Claude Code Upgrade Broke Every Model? Before You Rotate Keys, Check the Compatibility Gateway

Published: 2026-05-29

The short version

After a Claude Code upgrade, every model call failed with the same error: API Error: 400 invalid params, chat content has invalid message role: system (2013). At first glance this looks like a bad API key, a dead model, an exhausted account, a broken proxy, or a provider-wide outage. The root cause was different: a newer Claude Code request shape crossed an Anthropic-compatible model gateway that had not caught up with the client-side protocol behavior. The gateway, or a downstream chat validation layer behind it, rejected a system role in a place where it did not expect one.

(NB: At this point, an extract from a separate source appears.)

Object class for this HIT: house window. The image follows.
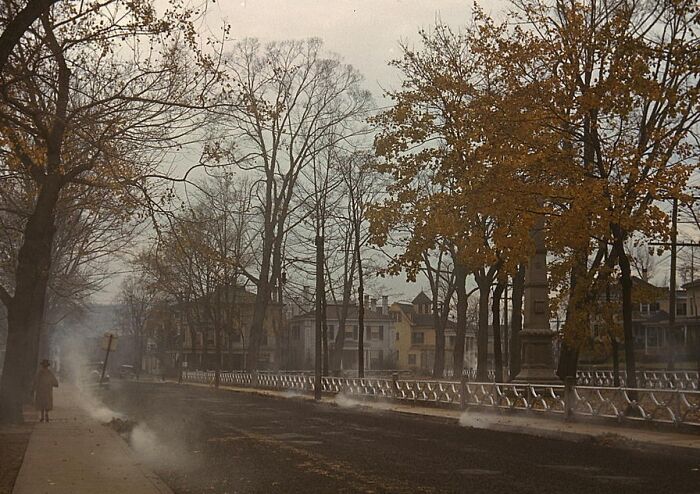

The practical fix was not to randomly reinstall things. I reproduced the failure with the smallest possible prompt, tested adjacent Claude Code versions, and found the last known good version. 2.1.150 returned OK; 2.1.154 and 2.1.156 reproduced the 400. Pinning the global Claude Code installation back to 2.1.150 restored the existing provider path.

This post is a troubleshooting write-up for a local Claude Code environment. The fix itself was small, but the incident is useful because it shows a pattern that is becoming common in AI agent tooling: the CLI, environment settings, model gateway, API compatibility layer, and actual model backend are often separate moving pieces. When one layer changes its request structure, the terminal may only show a vague 400.

All private details have been removed. This article does not include real internal addresses, usernames, tokens, private provider names, local absolute paths, or private service domains. Configuration examples use placeholders such as <PLACEHOLDER>, <MODEL_GATEWAY>, and <MODEL_NAME>. The goal is to document a reusable debugging method, not to expose a specific environment.

Abstract cover image for a Claude Code compatibility failure

Figure 1: The visible error looked model-side. The useful path was to trace Claude Code, Anthropic API semantics, and the compatibility gateway between them.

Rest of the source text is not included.